November 22 editorial
The Utah Senate, dominated by hardliner gun-rights Republicans, cast a misguided vote this week when it denied Judge Robert Hilder’s bid for a position on the state Court of Appeals.
The Court of Appeals, one level removed from the state Supreme Court, would have benefited tremendously from Hilder’s wisdom and fairness. Hilder, who lives in Silver Springs, has consistently proven himself an exemplary member of the bench. His life story – son of an alcoholic father in Australia, wayward teen and, finally, focused lawyer and judge in America – is inspiring, and his background would have been welcome on the Court of Appeals.
Hilder, who rotates in and out of Summit County as a district-level judge, has admirably navigated his way through tense local cases, including the separate tragedies of the Wayment and Turner families, both of which ended in shocking deaths.
But the local cases that involved Hilder were irrelevant in the Senate this week. The senators instead were focused on Hilder’s decision in a politically charged case about guns at the University of Utah.
The judge, in our estimation, properly sided with a ban on concealed weapons on the campus.

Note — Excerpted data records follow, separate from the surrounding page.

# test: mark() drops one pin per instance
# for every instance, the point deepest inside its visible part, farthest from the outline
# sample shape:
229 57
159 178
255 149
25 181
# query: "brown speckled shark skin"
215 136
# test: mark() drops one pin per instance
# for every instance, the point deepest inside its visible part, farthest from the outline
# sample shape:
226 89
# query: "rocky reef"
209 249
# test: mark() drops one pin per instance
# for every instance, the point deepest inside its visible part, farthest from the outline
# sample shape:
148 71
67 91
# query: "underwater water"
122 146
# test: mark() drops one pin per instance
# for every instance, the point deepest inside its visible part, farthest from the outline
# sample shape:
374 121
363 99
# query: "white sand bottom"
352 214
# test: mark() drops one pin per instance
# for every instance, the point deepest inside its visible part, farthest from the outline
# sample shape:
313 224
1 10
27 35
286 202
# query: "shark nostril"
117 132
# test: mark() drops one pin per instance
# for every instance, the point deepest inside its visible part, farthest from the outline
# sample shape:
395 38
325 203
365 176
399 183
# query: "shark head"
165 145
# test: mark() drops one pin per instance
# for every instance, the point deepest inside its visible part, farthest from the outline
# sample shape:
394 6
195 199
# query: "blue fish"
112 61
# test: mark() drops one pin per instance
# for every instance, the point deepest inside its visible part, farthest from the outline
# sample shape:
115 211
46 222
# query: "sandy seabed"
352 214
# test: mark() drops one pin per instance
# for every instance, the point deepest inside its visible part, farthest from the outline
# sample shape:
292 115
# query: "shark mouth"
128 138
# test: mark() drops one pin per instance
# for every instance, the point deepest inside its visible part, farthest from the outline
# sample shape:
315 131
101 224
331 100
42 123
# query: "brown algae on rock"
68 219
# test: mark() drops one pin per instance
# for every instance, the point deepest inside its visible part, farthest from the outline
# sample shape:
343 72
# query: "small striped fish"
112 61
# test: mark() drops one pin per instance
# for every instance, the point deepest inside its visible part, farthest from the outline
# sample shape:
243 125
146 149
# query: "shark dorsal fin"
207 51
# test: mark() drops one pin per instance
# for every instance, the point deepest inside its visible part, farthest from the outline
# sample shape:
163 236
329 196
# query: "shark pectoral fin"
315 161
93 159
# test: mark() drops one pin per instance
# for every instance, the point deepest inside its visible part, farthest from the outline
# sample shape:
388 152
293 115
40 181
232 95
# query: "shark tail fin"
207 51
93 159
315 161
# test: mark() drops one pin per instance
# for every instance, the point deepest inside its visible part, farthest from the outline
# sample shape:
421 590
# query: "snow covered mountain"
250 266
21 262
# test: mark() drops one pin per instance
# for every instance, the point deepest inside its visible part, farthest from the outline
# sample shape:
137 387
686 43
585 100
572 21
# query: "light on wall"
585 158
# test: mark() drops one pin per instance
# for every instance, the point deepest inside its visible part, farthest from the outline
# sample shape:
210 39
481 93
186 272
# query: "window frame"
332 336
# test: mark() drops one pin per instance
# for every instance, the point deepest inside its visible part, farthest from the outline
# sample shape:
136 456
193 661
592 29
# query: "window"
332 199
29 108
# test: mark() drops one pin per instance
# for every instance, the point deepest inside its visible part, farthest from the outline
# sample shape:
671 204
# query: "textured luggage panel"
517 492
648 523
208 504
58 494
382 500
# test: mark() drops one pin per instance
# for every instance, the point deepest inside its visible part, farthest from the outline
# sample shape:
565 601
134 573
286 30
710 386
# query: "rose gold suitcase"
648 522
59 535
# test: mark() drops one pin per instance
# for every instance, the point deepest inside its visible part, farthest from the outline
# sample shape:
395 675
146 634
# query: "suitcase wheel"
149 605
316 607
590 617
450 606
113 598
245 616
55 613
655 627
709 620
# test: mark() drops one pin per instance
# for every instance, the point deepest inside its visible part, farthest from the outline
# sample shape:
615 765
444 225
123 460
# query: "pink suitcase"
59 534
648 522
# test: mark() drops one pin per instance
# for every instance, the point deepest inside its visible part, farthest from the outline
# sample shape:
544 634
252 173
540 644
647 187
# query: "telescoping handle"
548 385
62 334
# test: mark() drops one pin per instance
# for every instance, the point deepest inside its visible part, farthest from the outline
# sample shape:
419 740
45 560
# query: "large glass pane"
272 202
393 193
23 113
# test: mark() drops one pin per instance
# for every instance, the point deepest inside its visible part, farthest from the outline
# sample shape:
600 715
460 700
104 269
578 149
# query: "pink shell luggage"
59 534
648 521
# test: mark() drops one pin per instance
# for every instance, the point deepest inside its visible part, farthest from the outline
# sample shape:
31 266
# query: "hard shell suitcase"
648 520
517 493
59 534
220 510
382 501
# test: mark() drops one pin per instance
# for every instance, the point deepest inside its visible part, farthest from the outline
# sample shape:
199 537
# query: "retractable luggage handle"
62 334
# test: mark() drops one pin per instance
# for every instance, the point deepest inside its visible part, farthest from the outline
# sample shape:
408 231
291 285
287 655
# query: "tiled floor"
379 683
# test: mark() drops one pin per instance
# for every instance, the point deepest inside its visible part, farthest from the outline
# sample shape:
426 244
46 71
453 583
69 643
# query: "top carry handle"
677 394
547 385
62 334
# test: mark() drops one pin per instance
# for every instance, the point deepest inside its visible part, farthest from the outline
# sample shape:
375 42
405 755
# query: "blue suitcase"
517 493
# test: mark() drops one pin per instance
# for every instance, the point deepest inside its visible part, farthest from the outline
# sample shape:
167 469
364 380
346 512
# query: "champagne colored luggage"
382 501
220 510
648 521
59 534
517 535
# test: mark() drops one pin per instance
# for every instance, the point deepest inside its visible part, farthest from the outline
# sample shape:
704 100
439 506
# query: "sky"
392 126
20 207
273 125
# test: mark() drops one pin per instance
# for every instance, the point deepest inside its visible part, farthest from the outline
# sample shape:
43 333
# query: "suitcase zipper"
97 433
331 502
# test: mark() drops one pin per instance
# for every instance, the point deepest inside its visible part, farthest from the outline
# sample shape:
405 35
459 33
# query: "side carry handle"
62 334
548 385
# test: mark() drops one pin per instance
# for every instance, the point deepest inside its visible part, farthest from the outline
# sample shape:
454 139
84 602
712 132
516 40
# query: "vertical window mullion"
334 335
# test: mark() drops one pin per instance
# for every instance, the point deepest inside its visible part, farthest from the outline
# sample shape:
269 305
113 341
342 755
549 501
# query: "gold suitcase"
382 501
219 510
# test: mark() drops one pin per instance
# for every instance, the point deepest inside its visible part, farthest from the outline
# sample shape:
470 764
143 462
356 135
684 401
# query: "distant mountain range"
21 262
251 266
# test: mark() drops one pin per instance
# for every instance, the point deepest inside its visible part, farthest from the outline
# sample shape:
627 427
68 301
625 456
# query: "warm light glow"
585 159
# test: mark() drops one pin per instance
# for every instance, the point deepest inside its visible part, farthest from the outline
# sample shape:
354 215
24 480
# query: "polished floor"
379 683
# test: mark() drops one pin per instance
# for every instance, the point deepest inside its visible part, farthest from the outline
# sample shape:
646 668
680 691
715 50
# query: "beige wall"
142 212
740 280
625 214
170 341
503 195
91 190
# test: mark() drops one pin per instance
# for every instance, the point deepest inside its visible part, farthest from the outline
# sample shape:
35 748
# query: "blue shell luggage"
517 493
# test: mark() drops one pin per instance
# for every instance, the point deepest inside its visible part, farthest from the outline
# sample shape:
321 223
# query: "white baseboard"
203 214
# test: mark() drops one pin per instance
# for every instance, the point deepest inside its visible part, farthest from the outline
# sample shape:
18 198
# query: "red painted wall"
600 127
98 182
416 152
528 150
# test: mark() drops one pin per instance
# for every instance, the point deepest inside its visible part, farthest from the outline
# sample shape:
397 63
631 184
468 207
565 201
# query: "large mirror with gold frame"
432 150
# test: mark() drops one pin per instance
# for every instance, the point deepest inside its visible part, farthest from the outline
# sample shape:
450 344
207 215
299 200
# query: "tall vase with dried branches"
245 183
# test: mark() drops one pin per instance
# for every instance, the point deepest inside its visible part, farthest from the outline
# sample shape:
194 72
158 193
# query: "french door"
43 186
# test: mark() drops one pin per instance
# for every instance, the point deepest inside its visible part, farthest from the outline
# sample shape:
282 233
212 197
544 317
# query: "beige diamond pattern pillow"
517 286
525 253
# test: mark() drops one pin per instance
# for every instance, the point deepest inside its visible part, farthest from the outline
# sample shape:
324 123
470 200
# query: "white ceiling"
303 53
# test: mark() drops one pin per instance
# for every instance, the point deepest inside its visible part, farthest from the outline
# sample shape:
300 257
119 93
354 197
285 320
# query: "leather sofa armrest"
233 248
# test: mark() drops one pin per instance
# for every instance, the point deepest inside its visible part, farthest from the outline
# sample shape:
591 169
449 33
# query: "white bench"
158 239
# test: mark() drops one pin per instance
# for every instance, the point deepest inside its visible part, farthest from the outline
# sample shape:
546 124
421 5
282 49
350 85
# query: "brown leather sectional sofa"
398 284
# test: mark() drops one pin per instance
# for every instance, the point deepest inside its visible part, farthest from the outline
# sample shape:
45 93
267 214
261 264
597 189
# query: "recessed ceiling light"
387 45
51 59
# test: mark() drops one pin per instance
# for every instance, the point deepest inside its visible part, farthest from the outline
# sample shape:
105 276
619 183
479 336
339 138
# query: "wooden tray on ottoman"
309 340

He infuriated Utah’s gun-rights zealots, however, and, apparently, doomed his chances to ascend in the judiciary. It is disappointing that senators would use a decision meant to protect college students and campus visitors as a reason to reject a judge.
The Senate vote was by a close margin, with 16 senators rejecting him and 12 voting for Hilder. Summit County’s two senators split their vote, with Republican Allen Christensen voting with the majority and Kevin Van Tassell, another Republican, casting a vote in favor of Hilder.
We are encouraged by Van Tassell’s support. The senator, whose vast district includes Park City and the Snyderville Basin, broke with the GOP on the vote. His reasoned thinking will benefit this part of his district as he continues in his government service. Christensen’s vote with the majority, though, was predictable.
Hilder, who remains on the bench as a district judge, will be welcomed in the Summit County courtroom when he rotates back to the local court. However, we would rather be congratulating him on his ascent to the Court of Appeals.